Ada riwayat dari Ibnu Mas’ud yang menguatkan bahwa darah dari hewan yang halal dimakan itu suci. Riwayat tersebut,
صَلَّى بْنُ مَسْعُوْدٍ وَعَلَى بَطْنِهِ فَرْثٌ وَدَمٌّ مِن جَزْرِ نَحْرِهَا وَلَمْ يَتَوَضَّأْ
“Ibnu Mas’ud pernah shalat dan di bawah perutnya terdapat kotoran (hewan ternak) dan terdapat darah unta yang disembelih, namun beliau tidak mengulangi wudhunya.”[13]
Ada pula riwayat dari Ibnu Mas’ud, ia mengatakan, “Nabi shallallahu ‘alaihi wa sallam pernah shalat di sisi Ka’bah. Sedangkan Abu Jahl dan sahabat-sahabatnya sedang duduk-duduk ketika itu. Sebagian mereka mengatakan pada yang lainnya, “Coba kalian pergi ke tempat penyembelihan si fulan”. Lalu Abu Jahl mendapati kotoran hewan, darah sembelihan dan sisa-sisa lainnya, kemudian ia perlahan-lahan meletakkannya pada pundak Nabi shallallahu ‘alaihi wa sallam ketika beliau sujud. Beliau shallallahu ‘alaihi wa sallam merasa kesulitan dalam shalatnya. Ketika beliau shallallahu ‘alaihi wa sallam sujud, Abu Jahl kembali meletakkan kotoran dan darah tadi di antara pundaknya. Beliau tetap sujud, sedangkan Abu Jahl dan sahabatnya dalam keadaan tertawa.”[14]

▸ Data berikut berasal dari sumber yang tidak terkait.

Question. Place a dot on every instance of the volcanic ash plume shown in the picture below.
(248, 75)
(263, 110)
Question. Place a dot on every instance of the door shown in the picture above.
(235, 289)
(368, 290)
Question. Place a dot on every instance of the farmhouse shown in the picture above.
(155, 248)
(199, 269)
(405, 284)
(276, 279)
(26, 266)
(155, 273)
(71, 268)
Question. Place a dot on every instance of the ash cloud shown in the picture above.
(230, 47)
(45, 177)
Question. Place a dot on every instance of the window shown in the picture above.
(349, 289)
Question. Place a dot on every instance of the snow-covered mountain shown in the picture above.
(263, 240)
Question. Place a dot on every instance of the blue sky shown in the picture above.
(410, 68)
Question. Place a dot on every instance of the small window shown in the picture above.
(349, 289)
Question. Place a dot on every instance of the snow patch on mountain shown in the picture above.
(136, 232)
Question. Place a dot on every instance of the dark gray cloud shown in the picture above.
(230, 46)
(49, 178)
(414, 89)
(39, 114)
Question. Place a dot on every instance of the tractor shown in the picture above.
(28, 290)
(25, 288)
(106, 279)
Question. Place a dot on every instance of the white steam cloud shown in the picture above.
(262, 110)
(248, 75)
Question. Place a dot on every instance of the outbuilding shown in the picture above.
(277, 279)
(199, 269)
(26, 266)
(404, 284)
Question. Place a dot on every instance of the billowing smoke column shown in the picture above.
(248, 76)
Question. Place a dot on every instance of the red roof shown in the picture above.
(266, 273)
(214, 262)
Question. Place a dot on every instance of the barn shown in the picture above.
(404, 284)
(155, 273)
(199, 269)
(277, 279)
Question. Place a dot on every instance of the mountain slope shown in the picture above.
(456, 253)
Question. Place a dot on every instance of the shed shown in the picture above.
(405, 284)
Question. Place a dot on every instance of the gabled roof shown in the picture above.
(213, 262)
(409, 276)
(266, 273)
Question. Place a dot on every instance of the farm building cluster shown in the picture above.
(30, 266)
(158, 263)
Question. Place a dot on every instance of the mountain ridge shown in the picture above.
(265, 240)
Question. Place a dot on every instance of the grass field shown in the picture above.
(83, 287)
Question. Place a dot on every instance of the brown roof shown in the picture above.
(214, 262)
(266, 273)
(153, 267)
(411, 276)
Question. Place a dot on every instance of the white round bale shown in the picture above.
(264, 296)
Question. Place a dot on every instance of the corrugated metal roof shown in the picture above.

Asy Syaukani rahimahullah mengatakan, “Adapun darah selain darah haidh, maka dalil yang menjelaskan mengenai hal ini beraneka ragam dan mengalami keguncangan. Sikap yang benar adalah kembali ke hukum asal segala sesuatu itu suci sampai ada dalil khusus yang lebih kuat atau sama kuatnya yang menyatakan bahwa darah itu najis.”[15]
Demikian pembahasan kami mengenai darah apakah najis ataukah tidak. Masalah ini adalah masalah yang masih ada ruang ijtihad sehingga kami pun menghargai pendapat lainnya. Nantikan pembahasan kami selanjutnya mengenai najisnya khomr. Semoga Allah mudahkan.
Segala puji bagi Allah yang dengan nikmat-Nya segala kebaikan menjadi sempurna.
Diselesaikan di Panggang, Gunung Kidul, 5 Rabi’ul Awwal 1431 H
***
Penulis: Muhammad Abduh Tuasikal
Artikel www.muslim.or.id
[1] HR. Bukhari no. 227 dan Muslim no. 291
[2] Ar Roudhotun Nadiyah, hal. 30.
[3] Lihat Shahih Fiqh Sunnah, 1/77.
[4] Lihat Ad Daroril Madhiyah, hal. 27
[5] Lihat Ar Roudhotun Nadhiyah, Shidiq Hasan Khon, 1/30, Darul ‘Aqidah, cetakan pertama, 1422 H.
[6] Lihat Tamamul Minnah fit Ta’liq ‘ala Fiqhis Sunnah, Syaikh Muhammad Nashiruddin Al Albani, hal. 51-52, Al Maktabah Al Islamiyah, cetakan ketiga, tahun 1409 H.
[7] Lihat Shahih Fiqh Sunnah, 1/78.
[8] Lihat Ad Daroril Madhiyah Syarh Ad Durorul Bahiyah, hal. 29
[9] Riwayat ini dikeluarkan oleh Al Bukhari secara mu’allaq (tanpa sanad), juga dikeluarkan oleh Imam Ahmad dengan menyambungkan sanadnya dan hadits ini dikeluarkan pula oleh Abu Daud.
[10] Tamamul Minnah, hal. 51.
[11] Disebutkan oleh Bukhari secara mu’allaq (tanpa sanad) dalam kitab shahihnya .
[12] Diriwayatkan oleh Malik dalam Muwatho’nya (2/54).
[13] Mushonnaf ‘Abdur Rozaq (1/125)
[14] HR. Bukhari no. 240 dan Muslim no. 1794.